Continuous testing is a key element in successfully implementing a DevOps pipeline. Continuous testing, which is often called shift-left testing, is an approach to software and system testing in which testing is performed earlier in the software lifecycle, with the goal of increasing quality, shortening long test cycles and reducing the possibility of software defects making their way into production code. The following V-model (Verification and Validation model) is useful in showing the relationships between each phase of the software development life cycle and its associated phase of testing.
One way that DevOps teams do Continuous Testing is by shifting integration testing to the left of its usual position in the delivery pipeline so that it occurs as close as possible to the build process. Since integration testing is where many disruptive, significant defects are often detected, this allows teams to receive feedback on code quality faster, with more accurate results.
Figure 1: Levels of software testing (V-Model) (Source: Software Testing Lecture).

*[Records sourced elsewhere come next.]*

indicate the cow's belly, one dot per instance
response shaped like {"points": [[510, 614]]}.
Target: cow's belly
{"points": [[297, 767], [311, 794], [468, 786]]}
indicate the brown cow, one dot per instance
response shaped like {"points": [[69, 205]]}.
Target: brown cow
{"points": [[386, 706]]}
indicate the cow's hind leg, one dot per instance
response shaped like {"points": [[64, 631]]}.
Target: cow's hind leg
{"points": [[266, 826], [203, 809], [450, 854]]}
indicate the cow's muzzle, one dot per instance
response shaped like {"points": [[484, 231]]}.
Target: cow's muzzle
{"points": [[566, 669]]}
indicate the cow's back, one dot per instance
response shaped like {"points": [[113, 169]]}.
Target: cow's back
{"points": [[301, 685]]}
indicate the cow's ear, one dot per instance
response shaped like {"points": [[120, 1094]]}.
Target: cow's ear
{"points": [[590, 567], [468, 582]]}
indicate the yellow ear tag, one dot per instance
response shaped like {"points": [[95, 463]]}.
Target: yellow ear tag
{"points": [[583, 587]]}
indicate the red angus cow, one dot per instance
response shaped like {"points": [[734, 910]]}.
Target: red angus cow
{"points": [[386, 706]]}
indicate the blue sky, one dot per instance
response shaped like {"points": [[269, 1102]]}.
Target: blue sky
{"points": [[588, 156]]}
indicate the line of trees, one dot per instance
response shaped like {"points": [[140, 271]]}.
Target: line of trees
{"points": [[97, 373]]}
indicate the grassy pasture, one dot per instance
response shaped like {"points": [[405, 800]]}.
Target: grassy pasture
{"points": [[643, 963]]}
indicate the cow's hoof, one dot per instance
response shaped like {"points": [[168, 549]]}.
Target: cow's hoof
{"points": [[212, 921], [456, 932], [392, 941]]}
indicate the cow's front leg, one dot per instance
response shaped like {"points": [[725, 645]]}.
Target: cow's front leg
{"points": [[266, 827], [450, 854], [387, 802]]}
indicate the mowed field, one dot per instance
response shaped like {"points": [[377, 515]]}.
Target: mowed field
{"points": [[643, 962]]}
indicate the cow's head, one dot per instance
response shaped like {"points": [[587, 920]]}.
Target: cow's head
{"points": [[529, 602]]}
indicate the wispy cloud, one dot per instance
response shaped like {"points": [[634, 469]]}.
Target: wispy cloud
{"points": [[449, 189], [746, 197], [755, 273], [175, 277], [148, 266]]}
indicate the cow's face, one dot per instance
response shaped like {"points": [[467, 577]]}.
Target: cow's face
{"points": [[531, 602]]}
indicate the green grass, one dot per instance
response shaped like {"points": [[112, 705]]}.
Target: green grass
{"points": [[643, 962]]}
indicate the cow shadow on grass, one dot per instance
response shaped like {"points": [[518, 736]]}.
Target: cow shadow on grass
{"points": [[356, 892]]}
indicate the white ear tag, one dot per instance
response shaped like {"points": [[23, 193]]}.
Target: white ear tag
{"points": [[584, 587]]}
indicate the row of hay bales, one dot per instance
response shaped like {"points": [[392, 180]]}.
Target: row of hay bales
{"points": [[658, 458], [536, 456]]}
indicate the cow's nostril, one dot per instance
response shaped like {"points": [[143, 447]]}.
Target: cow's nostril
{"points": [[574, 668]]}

The goal of most DevOps projects is to automate as many manual processes in the software development process as possible. Some roadblocks in a DevOps pipeline that lead to slow deployment include error-prone manual processes such as handoffs from a development group to a QA group, including ones that require signatures or bureaucratic approval. These kinds of handoffs mean there is a lack of shared ownership of the end product, which is contrary to the basic Agile testing and development methodology that says all members of a cross-functional Agile team are equally responsible for the quality of the product or the success of the project. Because of this, testing on an agile project is done by the whole team, not just designated testers or quality assurance professionals, including team members whose primary expertise may be in programming, business analysis, database or system operation.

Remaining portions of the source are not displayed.